Sejarah Agama Islam Di Cikadu Lumbir
Bismillahirrahmanirrahim.
Alhamdulillahi rabbil ‘alamin, wash shalatu was salamu ‘ala asyrafil anbiya’i wal mursalin, Nabiyyina Muhammadin wa ‘ala alihi wa shahbihi ajma’in. Amma ba’du.
Mukadimah & Niat Penulisan
Segala puji bagi Allah yang telah menurunkan hidayah Islam ke bumi Lumbir lewat tangan para pendahulu kita. Shalawat serta salam semoga tercurah kepada Nabi Muhammad shallallahu ‘alaihi wa sallam, suri teladan dalam dakwah dan kesabaran.
Menulis sejarah bukanlah untuk berbangga-bangga dengan masa lalu. Tapi untuk tiga hal: bersyukur kepada Allah, berterima kasih kepada para Eyang yang jadi wasilah hidayah, dan memberi pijakan kepada anak cucu agar tahu dari mana mereka berasal.
Allah berfirman:
وَذَكِّرْ فَإِنَّ الذِّكْرَى تَنفَعُ الْمُؤْمِنِينَ
"Dan tetaplah memberi peringatan, karena sesungguhnya peringatan itu bermanfaat bagi orang-orang yang beriman. [QS. Adz-Dzariyat: 55]
Semoga tulisan yang sedikit ini jadi pengingat dan wasilah silaturahmi keluarga besar Cikadu Lumbir.
Keterbatasan Data & Kejujuran Penulis
Untuk pembahasan kali ini kami akan menceritakan sedikit Sejarah Agama Islam di Desa Lumbir. Kami sadar tulisan ini masih jauh dari lengkap. Keterbatasan informasi jadi kendala utama kami.
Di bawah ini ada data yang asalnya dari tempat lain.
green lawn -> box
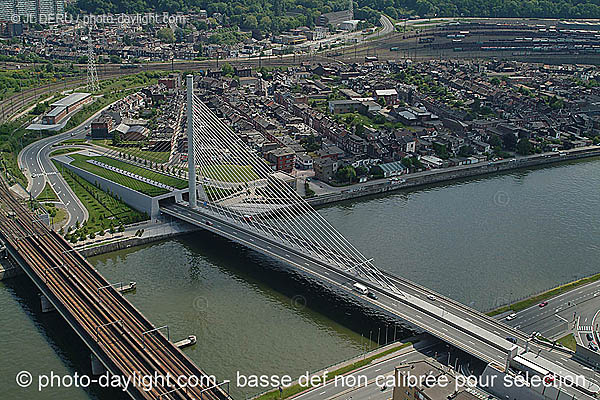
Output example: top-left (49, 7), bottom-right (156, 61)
top-left (1, 151), bottom-right (28, 188)
top-left (202, 164), bottom-right (260, 183)
top-left (37, 182), bottom-right (59, 202)
top-left (50, 147), bottom-right (84, 157)
top-left (93, 156), bottom-right (187, 189)
top-left (557, 333), bottom-right (576, 351)
top-left (67, 153), bottom-right (168, 197)
top-left (92, 139), bottom-right (171, 163)
top-left (54, 162), bottom-right (147, 241)
top-left (44, 203), bottom-right (67, 226)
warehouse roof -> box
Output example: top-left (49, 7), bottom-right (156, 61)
top-left (51, 92), bottom-right (91, 107)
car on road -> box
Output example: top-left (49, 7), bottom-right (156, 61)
top-left (506, 313), bottom-right (517, 321)
top-left (204, 221), bottom-right (213, 226)
top-left (539, 301), bottom-right (548, 308)
top-left (587, 333), bottom-right (594, 342)
top-left (589, 341), bottom-right (598, 351)
top-left (367, 292), bottom-right (378, 300)
top-left (505, 336), bottom-right (518, 344)
top-left (427, 294), bottom-right (437, 301)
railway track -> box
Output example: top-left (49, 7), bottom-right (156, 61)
top-left (0, 181), bottom-right (230, 400)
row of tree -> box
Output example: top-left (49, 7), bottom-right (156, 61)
top-left (76, 0), bottom-right (600, 31)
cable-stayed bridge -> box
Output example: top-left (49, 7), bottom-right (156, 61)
top-left (157, 75), bottom-right (598, 399)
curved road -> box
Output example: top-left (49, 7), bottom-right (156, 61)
top-left (19, 123), bottom-right (90, 228)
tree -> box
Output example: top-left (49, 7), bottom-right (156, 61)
top-left (31, 102), bottom-right (49, 115)
top-left (458, 145), bottom-right (475, 157)
top-left (221, 62), bottom-right (234, 76)
top-left (118, 224), bottom-right (125, 233)
top-left (243, 15), bottom-right (258, 29)
top-left (502, 134), bottom-right (517, 151)
top-left (109, 55), bottom-right (121, 64)
top-left (488, 134), bottom-right (502, 148)
top-left (516, 138), bottom-right (533, 156)
top-left (112, 132), bottom-right (121, 146)
top-left (355, 166), bottom-right (369, 176)
top-left (336, 166), bottom-right (356, 183)
top-left (355, 123), bottom-right (365, 136)
top-left (157, 28), bottom-right (175, 43)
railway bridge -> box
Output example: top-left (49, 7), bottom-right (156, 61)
top-left (0, 180), bottom-right (232, 400)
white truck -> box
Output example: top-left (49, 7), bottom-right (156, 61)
top-left (353, 282), bottom-right (369, 295)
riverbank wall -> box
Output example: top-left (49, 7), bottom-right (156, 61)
top-left (77, 227), bottom-right (200, 258)
top-left (308, 147), bottom-right (600, 207)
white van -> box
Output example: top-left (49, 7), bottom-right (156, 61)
top-left (353, 282), bottom-right (369, 295)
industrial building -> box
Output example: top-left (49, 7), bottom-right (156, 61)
top-left (42, 92), bottom-right (92, 125)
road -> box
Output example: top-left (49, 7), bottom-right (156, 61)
top-left (162, 203), bottom-right (599, 399)
top-left (18, 118), bottom-right (94, 228)
top-left (294, 340), bottom-right (445, 400)
top-left (502, 279), bottom-right (600, 343)
top-left (308, 147), bottom-right (600, 201)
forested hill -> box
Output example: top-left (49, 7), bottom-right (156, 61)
top-left (75, 0), bottom-right (600, 28)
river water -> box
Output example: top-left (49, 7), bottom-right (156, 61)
top-left (2, 157), bottom-right (600, 399)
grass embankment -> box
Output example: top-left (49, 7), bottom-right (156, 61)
top-left (1, 151), bottom-right (28, 188)
top-left (67, 153), bottom-right (169, 197)
top-left (37, 182), bottom-right (59, 201)
top-left (487, 272), bottom-right (600, 316)
top-left (44, 203), bottom-right (67, 226)
top-left (91, 139), bottom-right (171, 164)
top-left (0, 118), bottom-right (55, 188)
top-left (202, 164), bottom-right (260, 183)
top-left (557, 334), bottom-right (576, 351)
top-left (93, 156), bottom-right (187, 189)
top-left (54, 162), bottom-right (147, 242)
top-left (255, 341), bottom-right (416, 400)
top-left (50, 147), bottom-right (84, 157)
top-left (0, 65), bottom-right (82, 102)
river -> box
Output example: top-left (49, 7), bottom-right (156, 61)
top-left (2, 157), bottom-right (599, 399)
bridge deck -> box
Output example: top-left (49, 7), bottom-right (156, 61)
top-left (162, 202), bottom-right (598, 400)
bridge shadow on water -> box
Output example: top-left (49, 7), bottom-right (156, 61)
top-left (175, 229), bottom-right (419, 346)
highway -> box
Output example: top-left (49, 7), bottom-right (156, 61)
top-left (18, 122), bottom-right (90, 227)
top-left (293, 340), bottom-right (446, 400)
top-left (502, 279), bottom-right (600, 342)
top-left (162, 202), bottom-right (599, 399)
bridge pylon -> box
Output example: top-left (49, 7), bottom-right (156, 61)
top-left (186, 74), bottom-right (197, 208)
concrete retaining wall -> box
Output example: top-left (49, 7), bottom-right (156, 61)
top-left (78, 229), bottom-right (199, 258)
top-left (56, 158), bottom-right (184, 219)
top-left (575, 343), bottom-right (600, 367)
top-left (308, 149), bottom-right (600, 207)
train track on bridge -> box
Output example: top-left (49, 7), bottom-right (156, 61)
top-left (0, 180), bottom-right (231, 400)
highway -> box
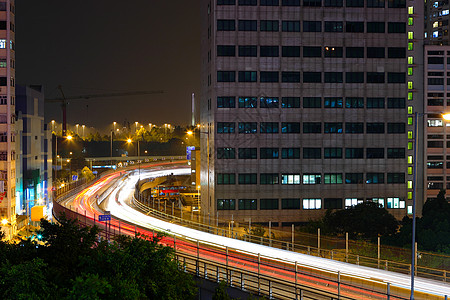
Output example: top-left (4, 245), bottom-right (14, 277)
top-left (59, 163), bottom-right (450, 300)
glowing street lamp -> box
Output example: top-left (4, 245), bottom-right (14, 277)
top-left (135, 122), bottom-right (138, 132)
top-left (75, 124), bottom-right (79, 135)
top-left (82, 125), bottom-right (85, 138)
top-left (113, 121), bottom-right (117, 132)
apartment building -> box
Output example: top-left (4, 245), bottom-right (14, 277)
top-left (199, 0), bottom-right (424, 227)
top-left (0, 0), bottom-right (14, 238)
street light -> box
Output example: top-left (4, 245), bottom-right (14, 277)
top-left (135, 122), bottom-right (138, 133)
top-left (411, 111), bottom-right (450, 299)
top-left (51, 120), bottom-right (55, 133)
top-left (82, 125), bottom-right (85, 138)
top-left (75, 124), bottom-right (79, 135)
top-left (127, 138), bottom-right (141, 178)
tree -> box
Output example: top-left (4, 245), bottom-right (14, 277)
top-left (81, 166), bottom-right (95, 181)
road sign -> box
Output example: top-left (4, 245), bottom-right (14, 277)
top-left (186, 146), bottom-right (195, 160)
top-left (72, 175), bottom-right (78, 181)
top-left (99, 214), bottom-right (111, 222)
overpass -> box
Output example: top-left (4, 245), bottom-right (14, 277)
top-left (53, 163), bottom-right (450, 300)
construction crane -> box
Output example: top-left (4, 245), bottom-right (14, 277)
top-left (45, 85), bottom-right (164, 134)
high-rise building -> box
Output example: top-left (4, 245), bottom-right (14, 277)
top-left (425, 0), bottom-right (450, 45)
top-left (0, 0), bottom-right (15, 239)
top-left (15, 85), bottom-right (52, 225)
top-left (200, 0), bottom-right (424, 227)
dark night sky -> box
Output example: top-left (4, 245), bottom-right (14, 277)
top-left (15, 1), bottom-right (201, 132)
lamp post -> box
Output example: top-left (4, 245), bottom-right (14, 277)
top-left (135, 121), bottom-right (138, 133)
top-left (82, 125), bottom-right (85, 138)
top-left (51, 120), bottom-right (55, 133)
top-left (75, 124), bottom-right (79, 135)
top-left (127, 138), bottom-right (140, 179)
top-left (410, 111), bottom-right (450, 300)
top-left (197, 125), bottom-right (210, 215)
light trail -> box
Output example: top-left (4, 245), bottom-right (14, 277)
top-left (65, 164), bottom-right (450, 299)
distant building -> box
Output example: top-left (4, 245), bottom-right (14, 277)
top-left (425, 0), bottom-right (450, 45)
top-left (15, 85), bottom-right (52, 226)
top-left (200, 0), bottom-right (424, 227)
top-left (0, 0), bottom-right (16, 239)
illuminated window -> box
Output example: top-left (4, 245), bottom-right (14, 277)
top-left (428, 119), bottom-right (443, 127)
top-left (408, 81), bottom-right (413, 89)
top-left (408, 131), bottom-right (413, 139)
top-left (0, 39), bottom-right (5, 49)
top-left (433, 21), bottom-right (439, 28)
top-left (408, 6), bottom-right (413, 14)
top-left (408, 142), bottom-right (413, 150)
top-left (408, 192), bottom-right (412, 200)
top-left (408, 43), bottom-right (413, 51)
top-left (408, 67), bottom-right (413, 75)
top-left (408, 155), bottom-right (413, 164)
top-left (433, 31), bottom-right (439, 38)
top-left (408, 117), bottom-right (413, 125)
top-left (407, 205), bottom-right (412, 214)
top-left (408, 56), bottom-right (413, 64)
top-left (408, 180), bottom-right (413, 189)
top-left (369, 198), bottom-right (384, 207)
top-left (303, 199), bottom-right (321, 209)
top-left (408, 92), bottom-right (413, 100)
top-left (408, 31), bottom-right (414, 39)
top-left (345, 198), bottom-right (363, 208)
top-left (408, 106), bottom-right (413, 114)
top-left (443, 9), bottom-right (449, 15)
top-left (387, 197), bottom-right (405, 209)
top-left (281, 174), bottom-right (301, 184)
top-left (408, 17), bottom-right (413, 26)
top-left (408, 166), bottom-right (413, 174)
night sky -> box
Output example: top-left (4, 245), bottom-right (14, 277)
top-left (15, 1), bottom-right (201, 132)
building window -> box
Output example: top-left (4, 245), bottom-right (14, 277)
top-left (324, 97), bottom-right (343, 108)
top-left (260, 173), bottom-right (279, 184)
top-left (303, 122), bottom-right (321, 133)
top-left (260, 71), bottom-right (279, 82)
top-left (217, 71), bottom-right (235, 82)
top-left (346, 72), bottom-right (364, 83)
top-left (345, 148), bottom-right (363, 159)
top-left (368, 198), bottom-right (384, 207)
top-left (260, 97), bottom-right (279, 108)
top-left (281, 122), bottom-right (300, 133)
top-left (367, 148), bottom-right (384, 158)
top-left (386, 98), bottom-right (405, 108)
top-left (387, 148), bottom-right (405, 158)
top-left (367, 123), bottom-right (384, 133)
top-left (345, 198), bottom-right (363, 208)
top-left (282, 198), bottom-right (300, 209)
top-left (324, 173), bottom-right (343, 184)
top-left (345, 122), bottom-right (363, 133)
top-left (261, 20), bottom-right (279, 31)
top-left (387, 123), bottom-right (405, 133)
top-left (366, 173), bottom-right (384, 184)
top-left (367, 72), bottom-right (385, 83)
top-left (217, 19), bottom-right (236, 31)
top-left (324, 21), bottom-right (343, 32)
top-left (217, 147), bottom-right (236, 159)
top-left (239, 45), bottom-right (257, 57)
top-left (261, 0), bottom-right (279, 4)
top-left (260, 46), bottom-right (279, 57)
top-left (388, 22), bottom-right (406, 33)
top-left (387, 72), bottom-right (405, 83)
top-left (367, 22), bottom-right (385, 33)
top-left (282, 21), bottom-right (300, 32)
top-left (345, 173), bottom-right (363, 184)
top-left (324, 122), bottom-right (343, 133)
top-left (217, 199), bottom-right (236, 210)
top-left (367, 0), bottom-right (384, 7)
top-left (218, 0), bottom-right (236, 4)
top-left (324, 0), bottom-right (343, 5)
top-left (303, 199), bottom-right (322, 209)
top-left (217, 122), bottom-right (235, 133)
top-left (281, 148), bottom-right (300, 159)
top-left (260, 148), bottom-right (279, 159)
top-left (303, 148), bottom-right (321, 159)
top-left (346, 0), bottom-right (364, 6)
top-left (324, 198), bottom-right (343, 209)
top-left (367, 98), bottom-right (385, 108)
top-left (367, 47), bottom-right (385, 58)
top-left (239, 96), bottom-right (257, 108)
top-left (303, 97), bottom-right (321, 108)
top-left (303, 72), bottom-right (321, 83)
top-left (303, 21), bottom-right (321, 32)
top-left (324, 148), bottom-right (342, 158)
top-left (282, 72), bottom-right (301, 83)
top-left (324, 46), bottom-right (343, 57)
top-left (238, 71), bottom-right (257, 82)
top-left (217, 173), bottom-right (236, 184)
top-left (303, 46), bottom-right (322, 57)
top-left (304, 0), bottom-right (322, 5)
top-left (217, 45), bottom-right (236, 56)
top-left (238, 174), bottom-right (257, 184)
top-left (238, 148), bottom-right (257, 159)
top-left (345, 97), bottom-right (364, 108)
top-left (238, 199), bottom-right (257, 210)
top-left (282, 97), bottom-right (300, 108)
top-left (239, 20), bottom-right (257, 31)
top-left (427, 161), bottom-right (443, 168)
top-left (303, 174), bottom-right (321, 184)
top-left (282, 46), bottom-right (300, 57)
top-left (217, 96), bottom-right (236, 108)
top-left (324, 72), bottom-right (343, 83)
top-left (260, 122), bottom-right (279, 133)
top-left (388, 47), bottom-right (406, 58)
top-left (260, 199), bottom-right (279, 210)
top-left (386, 197), bottom-right (405, 209)
top-left (346, 47), bottom-right (364, 58)
top-left (238, 122), bottom-right (257, 133)
top-left (388, 0), bottom-right (405, 7)
top-left (281, 174), bottom-right (301, 184)
top-left (387, 173), bottom-right (405, 184)
top-left (239, 0), bottom-right (257, 4)
top-left (346, 22), bottom-right (364, 33)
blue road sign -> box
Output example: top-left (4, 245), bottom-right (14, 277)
top-left (72, 175), bottom-right (78, 181)
top-left (99, 214), bottom-right (111, 222)
top-left (186, 146), bottom-right (195, 160)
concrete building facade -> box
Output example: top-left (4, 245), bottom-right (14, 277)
top-left (200, 0), bottom-right (424, 227)
top-left (0, 0), bottom-right (15, 238)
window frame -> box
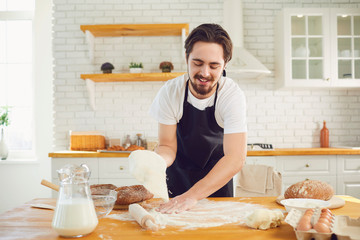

Sebabnya sederhana : Eyang kita terdahulu tidak meninggalkan tulisan. Mereka juga jarang bercerita panjang kepada anak-anaknya. Mungkin dulu kesibukan hidup lebih utama daripada mencatat sejarah.
Bangun pagi ke sawah, pulang maghrib, capek, tidur. Nulis? Kertas aja susah. Akibatnya, ketika kami menelusuri dan bertanya kepada orang yang sudah lanjut usia, kebanyakan dari mereka juga tidak mengetahui secara detail. Ingatannya sudah dimakan usia, atau memang dulu tidak diceritakan.
Karena itu, di sini kami tidak berani memastikan kapan dan bagaimana awal Islam masuk ke Desa Lumbir. Kalau kami langsung menulis dengan gaya "dulu kejadiannya begini tanggal sekian", itu namanya mengada-ada. Kami hanya bisa menukil perkataan dari orang yang pernah kami temui. Apa yang mereka ingat, itu yang kami tulis. Selebihnya kami serahkan kepada Allah Yang Maha Mengetahui.
Jejak Eyang Sanraji & Pertanyaan Besar
Bab yang telah lalu dari Sililah Keluarga Eyang Sanraji, kami telah menceritakan sedikit kehidupan beliau. Tapi sebelum beliau datang ke Desa Lumbir, kami tidak mengetahui Desa Lumbir dihuni oleh berapa keluarga, berapa orang. Data kependudukan zaman itu memang tidak ada yang menyimpan. Belanda aja mungkin belum masuk sedalam itu.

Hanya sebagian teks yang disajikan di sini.